Сейчас мне казалось, что смотрю я в свое детство с самолета и очень многое видится отчетливо, точно все это находится где-то рядом, будто поднялся я невысоко, всего на несколько метров. Я хочу заглянуть подальше, в самое начало, но мое детство затянуло облаками, и я уже вспоминаю только то, что рассказывала мать.

Рос я слабым, болезненным, едва оклемаюсь от одной болезни, уже другая караулит, в общем, как говорят, не понос, так золотуха. У матери руки опускались, но она все-таки выходила. Ушла куда-то хворь, вырос я здоровым и крепким, но, видимо, ничего не проходит даром. Мать, отдавая себя нам, сама не береглась.

А вот на фотографии Вера. Вспоминая ее маленькой, я с удивлением заметил, что не помню, как она выросла. Забьется куда-нибудь под кровать и играет там себе целый день с куклами. С ней было хорошо водиться: отгородишь скамейками, стульями, чтоб не уползла, и айда с ребятишками на реку. Прибежишь обратно, она спит в углу. Росла тихо, незаметно, ничего с ней не случалось, разве что однажды объелась белены. Вот Костю, этого запомнил сразу, едва принесли из роддома. Орал по ночам, не переставал орать и днем, прерывался только, когда ел. «Вместо радио можно слушать», — смеялся отец. Едва научился говорить, как сразу же стал командовать. Ляжет в кроватку, прищурит свои разбойничьи глаза и требует: «Качай!» В пять лет уже вовсю катался на соседской козе; петуху, который поклевал его, он все-таки свернул шею. Отец любил его и баловал. «Весь в меня, сорванец», — частенько слышали от него.

Если для многих детство уходило медленно, у меня оно оборвалось как-то враз, хотя мать постаралась, чтобы жизнь шла тем же порядком. В тот год Вера пошла в первый класс, а тут родилась Наташка. Небольшой пенсии, которую мы получали за отца, не хватало, и мать взялась после работы мыть полы в конторе. Узнав об этом, я решил бросить школу.

— Чего я здоровый буду сидеть на твоей шее, — сказал я. — Пойду работать, а десятый класс в вечерней школе закончу.

— Хватит нам денег, — ответила мать. — Живы будем, не умрем! А ты учись, Степа. Сил у тебя много, а ума на копейку. Успеешь еще наработаться…

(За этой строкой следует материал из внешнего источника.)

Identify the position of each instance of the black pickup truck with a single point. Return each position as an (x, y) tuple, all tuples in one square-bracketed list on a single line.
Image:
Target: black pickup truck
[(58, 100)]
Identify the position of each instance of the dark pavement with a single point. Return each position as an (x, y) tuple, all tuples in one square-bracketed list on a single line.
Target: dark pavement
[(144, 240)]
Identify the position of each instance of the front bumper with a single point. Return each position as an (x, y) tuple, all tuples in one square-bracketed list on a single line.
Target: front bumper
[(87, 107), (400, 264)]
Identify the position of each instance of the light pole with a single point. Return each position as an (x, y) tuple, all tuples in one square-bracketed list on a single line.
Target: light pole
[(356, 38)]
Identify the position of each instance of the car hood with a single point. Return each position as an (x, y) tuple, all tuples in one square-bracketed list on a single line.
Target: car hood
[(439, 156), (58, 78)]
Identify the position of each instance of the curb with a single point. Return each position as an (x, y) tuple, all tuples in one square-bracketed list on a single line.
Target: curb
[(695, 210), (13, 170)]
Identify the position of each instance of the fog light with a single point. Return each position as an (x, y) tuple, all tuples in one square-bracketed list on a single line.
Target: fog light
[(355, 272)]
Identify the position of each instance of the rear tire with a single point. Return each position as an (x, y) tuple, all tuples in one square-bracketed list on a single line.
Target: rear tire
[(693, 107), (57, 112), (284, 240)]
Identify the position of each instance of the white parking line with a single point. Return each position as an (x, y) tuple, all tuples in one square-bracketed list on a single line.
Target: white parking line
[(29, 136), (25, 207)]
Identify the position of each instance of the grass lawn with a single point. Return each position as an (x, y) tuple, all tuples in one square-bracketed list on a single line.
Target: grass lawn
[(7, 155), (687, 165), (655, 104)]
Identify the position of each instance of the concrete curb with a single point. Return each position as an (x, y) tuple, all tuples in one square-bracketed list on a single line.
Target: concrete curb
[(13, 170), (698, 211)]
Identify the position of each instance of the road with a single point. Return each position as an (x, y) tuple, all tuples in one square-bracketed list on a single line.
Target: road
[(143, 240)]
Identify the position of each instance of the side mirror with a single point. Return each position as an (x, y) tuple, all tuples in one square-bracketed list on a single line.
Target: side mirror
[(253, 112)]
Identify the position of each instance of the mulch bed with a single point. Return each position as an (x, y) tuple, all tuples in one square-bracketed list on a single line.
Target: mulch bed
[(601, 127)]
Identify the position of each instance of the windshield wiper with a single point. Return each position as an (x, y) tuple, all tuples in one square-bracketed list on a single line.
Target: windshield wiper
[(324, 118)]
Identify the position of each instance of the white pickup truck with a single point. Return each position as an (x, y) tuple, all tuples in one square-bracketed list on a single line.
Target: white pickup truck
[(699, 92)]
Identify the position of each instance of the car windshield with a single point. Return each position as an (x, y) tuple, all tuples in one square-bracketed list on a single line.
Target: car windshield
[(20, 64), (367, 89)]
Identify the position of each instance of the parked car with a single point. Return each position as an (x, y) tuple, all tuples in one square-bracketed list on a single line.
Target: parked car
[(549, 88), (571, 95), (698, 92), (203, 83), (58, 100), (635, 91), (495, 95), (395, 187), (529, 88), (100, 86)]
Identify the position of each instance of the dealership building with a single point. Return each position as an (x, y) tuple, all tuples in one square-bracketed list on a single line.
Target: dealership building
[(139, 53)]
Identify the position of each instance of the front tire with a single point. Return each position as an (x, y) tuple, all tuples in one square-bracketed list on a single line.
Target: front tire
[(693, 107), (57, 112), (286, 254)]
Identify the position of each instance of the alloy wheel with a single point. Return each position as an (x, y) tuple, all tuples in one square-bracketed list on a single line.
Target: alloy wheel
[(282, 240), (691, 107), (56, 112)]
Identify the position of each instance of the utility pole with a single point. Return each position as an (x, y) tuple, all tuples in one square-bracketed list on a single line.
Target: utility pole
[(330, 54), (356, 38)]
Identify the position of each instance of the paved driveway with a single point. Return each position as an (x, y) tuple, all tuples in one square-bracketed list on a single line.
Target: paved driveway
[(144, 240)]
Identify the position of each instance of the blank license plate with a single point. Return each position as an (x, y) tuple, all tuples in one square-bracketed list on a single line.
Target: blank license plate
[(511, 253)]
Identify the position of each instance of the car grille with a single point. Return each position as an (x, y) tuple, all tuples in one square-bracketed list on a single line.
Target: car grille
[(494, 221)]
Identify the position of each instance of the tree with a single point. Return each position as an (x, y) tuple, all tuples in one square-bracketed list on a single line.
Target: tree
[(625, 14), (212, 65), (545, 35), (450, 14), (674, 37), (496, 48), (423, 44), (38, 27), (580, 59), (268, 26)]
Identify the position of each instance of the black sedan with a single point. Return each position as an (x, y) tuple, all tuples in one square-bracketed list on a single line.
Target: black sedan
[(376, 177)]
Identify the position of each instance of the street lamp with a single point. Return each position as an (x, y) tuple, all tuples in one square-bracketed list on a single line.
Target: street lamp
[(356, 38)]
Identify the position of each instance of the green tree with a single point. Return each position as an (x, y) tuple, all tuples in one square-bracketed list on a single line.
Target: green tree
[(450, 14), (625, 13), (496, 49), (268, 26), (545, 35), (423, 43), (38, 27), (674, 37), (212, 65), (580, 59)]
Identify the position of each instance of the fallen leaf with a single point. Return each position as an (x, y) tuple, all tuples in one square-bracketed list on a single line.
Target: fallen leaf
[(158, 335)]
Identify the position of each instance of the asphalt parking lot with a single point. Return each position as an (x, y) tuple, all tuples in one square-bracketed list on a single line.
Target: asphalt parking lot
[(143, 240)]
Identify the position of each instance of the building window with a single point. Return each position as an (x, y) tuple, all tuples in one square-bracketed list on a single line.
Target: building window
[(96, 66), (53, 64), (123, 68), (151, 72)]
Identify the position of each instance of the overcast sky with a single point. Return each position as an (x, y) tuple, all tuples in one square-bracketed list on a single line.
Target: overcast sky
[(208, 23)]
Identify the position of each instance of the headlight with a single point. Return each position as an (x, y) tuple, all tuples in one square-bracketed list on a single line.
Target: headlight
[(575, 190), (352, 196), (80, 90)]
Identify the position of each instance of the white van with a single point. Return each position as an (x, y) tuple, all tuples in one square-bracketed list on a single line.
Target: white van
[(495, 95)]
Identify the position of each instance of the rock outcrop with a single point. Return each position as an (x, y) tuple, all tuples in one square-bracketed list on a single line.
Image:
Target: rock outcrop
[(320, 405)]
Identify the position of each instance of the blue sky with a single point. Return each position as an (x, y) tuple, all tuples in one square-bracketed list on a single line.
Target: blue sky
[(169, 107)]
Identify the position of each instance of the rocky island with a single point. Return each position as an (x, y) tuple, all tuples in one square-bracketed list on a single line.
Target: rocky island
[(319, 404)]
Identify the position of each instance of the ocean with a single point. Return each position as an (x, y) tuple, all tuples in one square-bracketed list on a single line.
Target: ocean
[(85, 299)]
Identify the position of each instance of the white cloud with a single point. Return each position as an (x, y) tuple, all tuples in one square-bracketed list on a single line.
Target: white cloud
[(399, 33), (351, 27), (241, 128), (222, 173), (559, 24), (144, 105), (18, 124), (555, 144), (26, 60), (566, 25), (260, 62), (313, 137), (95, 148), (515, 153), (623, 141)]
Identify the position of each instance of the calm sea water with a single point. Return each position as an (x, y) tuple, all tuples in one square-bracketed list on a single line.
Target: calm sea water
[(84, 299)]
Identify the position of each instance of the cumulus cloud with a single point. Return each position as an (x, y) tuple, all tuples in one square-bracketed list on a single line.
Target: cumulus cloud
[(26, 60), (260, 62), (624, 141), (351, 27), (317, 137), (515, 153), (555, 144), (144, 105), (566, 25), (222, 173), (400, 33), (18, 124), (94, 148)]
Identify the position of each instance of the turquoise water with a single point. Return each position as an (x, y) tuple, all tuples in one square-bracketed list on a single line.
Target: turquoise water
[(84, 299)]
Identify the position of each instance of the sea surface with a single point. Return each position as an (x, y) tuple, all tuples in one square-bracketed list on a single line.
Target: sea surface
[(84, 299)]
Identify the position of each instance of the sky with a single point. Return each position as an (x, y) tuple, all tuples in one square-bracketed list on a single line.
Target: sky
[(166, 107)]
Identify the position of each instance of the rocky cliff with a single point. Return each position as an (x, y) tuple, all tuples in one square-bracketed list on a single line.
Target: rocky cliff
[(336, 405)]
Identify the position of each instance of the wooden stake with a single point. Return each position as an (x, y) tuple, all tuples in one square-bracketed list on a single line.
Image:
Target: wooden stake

Утром меня разбудила печь. Я приподнял голову. Рядом, свернувшись калачиком, спал Костя, Верина кровать была уже прибрана, с кухни несло запахом жареной картошки, дружно потрескивали дрова. Я тихонько, чтобы не разбудить брата, поднялся, натянул брюки.

В комнату заглянула Вера. Увидев, что я проснулся, она принесла рубашку.

— С порошком постирала. Сырую гладить пришлось, — сказала она. Мне стало неудобно перед сестрой, рубашку я не менял уже несколько дней.

— Буди его, — показала она глазами на Костю. — В школу собираться пора.

Я тронул брата за плечо, он засопел, сморщил лицо и вдруг резко натянул на голову одеяло.

— Вот всегда так, — вздохнула Вера. — Все нервы повытягивает.

— Скажешь тоже, — высунулся из-под одеяла Костя. — Я это всегда нарочно, чтоб тебя позлить. Если хочешь — с сегодняшнего дня буду вставать раньше.